The ideal Elasticsearch index

Rob Sears · January 11, 2016
14 minute read

A key reason for the popularity of Elasticsearch is the ease and simplicity of setting up a cluster. It's trivial to run the binary and create an index, and the learning curve required to get started with Elasticsearch is very approachable.

In a lot of ways, this is both a blessing and a curse. Many users find that decisions they made early in the product cycle regarding their Elasticsearch cluster don't scale well and aren't performant in production. There may also be issues with data partitioning that makes a proper fix difficult.

At Bonsai, we've had the opportunity to work directly with hundreds of users facing these kinds of issues, and the lessons learned from these interactions have helped us to develop processes and some key best practices for setting up your cluster.
 

Index Design Goals

There are four key things to think about when designing your index.
 

Goal #1: Minimize reindexing time

First, the intial bulk import performance. Creating an index is trivially easy; the tricky part is populating it with data. Let's say you've integrated Elasticsearch into your application and are now ready to index to a live cluster. Depending on your integration details and volume of data, this might take anywhere from a few seconds to many hours.
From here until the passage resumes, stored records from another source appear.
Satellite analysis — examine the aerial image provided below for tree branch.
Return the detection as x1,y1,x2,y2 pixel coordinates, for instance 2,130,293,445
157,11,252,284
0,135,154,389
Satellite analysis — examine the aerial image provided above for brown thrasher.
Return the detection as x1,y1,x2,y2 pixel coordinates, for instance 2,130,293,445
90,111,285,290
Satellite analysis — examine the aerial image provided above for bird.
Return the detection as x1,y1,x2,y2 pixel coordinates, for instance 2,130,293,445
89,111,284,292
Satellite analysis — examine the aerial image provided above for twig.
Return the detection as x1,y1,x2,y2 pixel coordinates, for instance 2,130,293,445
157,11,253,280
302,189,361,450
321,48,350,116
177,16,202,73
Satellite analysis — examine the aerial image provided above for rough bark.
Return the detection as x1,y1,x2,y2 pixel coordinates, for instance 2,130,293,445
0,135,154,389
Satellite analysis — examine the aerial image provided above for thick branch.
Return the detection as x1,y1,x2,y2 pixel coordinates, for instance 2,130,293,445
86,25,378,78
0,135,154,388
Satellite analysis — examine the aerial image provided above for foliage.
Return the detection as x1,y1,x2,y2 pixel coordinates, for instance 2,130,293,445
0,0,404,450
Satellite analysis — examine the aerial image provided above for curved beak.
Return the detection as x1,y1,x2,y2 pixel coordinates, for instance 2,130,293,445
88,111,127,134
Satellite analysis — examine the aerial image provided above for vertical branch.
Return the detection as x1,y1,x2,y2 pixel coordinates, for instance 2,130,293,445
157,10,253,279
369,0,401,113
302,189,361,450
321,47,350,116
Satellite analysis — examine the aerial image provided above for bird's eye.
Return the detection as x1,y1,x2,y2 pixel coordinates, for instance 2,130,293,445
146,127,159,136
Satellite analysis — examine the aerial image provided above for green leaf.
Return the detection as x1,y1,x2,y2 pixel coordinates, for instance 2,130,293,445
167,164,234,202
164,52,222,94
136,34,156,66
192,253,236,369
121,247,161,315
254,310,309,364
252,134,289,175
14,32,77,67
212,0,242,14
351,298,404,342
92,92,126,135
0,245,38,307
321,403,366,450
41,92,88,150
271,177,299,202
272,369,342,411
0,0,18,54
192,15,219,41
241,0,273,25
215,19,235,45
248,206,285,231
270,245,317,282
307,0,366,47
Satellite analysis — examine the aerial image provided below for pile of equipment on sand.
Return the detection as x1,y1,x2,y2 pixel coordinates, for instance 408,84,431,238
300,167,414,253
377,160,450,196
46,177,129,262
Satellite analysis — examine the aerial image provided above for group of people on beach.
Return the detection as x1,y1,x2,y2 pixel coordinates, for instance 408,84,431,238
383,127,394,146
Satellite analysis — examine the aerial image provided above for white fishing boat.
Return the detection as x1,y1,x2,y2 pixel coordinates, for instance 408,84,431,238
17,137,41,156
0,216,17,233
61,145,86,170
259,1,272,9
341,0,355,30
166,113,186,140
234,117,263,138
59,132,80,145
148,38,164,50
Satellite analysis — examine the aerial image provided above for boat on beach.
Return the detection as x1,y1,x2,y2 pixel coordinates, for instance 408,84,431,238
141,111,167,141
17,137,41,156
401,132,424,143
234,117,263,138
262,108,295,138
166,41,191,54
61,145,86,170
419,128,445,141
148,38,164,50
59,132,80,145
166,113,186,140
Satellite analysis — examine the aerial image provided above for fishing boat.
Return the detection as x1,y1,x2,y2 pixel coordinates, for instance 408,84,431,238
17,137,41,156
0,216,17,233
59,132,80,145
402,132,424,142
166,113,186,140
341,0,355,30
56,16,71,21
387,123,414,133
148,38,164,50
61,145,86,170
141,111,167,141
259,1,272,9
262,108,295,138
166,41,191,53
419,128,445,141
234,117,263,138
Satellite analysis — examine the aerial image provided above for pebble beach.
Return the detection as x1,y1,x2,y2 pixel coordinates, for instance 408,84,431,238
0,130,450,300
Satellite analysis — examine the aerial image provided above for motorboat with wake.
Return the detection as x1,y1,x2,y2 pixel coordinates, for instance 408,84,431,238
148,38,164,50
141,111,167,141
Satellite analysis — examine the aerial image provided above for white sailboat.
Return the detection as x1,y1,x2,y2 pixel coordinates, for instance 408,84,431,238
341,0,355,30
danger zone for reindexing

If you're experiencing the latter, that is a potential problem. Imagine what would happen if you needed to reindex for some reason in production: your app would be down for hours, affecting your users and your business. Our goal here is to leverage Elasticsearch intelligently to minimize the time required for a full reindex.
 

Goal #2: Resilient to write operation spikes

Another thing to think about is update activity over time. Are you updating the index on a regular basis, or do updates occur on the fly? Are they batched, or are you using single-document updates? These are important questions because write operations are resource intensive. If you anticipate that this kind of traffic will rise over time (or will remain constant on average, with brief periods of extreme spikes), then that's something to consider before going into production. Our goal here is to design an index that is resilient against jumps in write operations and can scale easily with traffic.
  Don't experiment with update risk tolerance.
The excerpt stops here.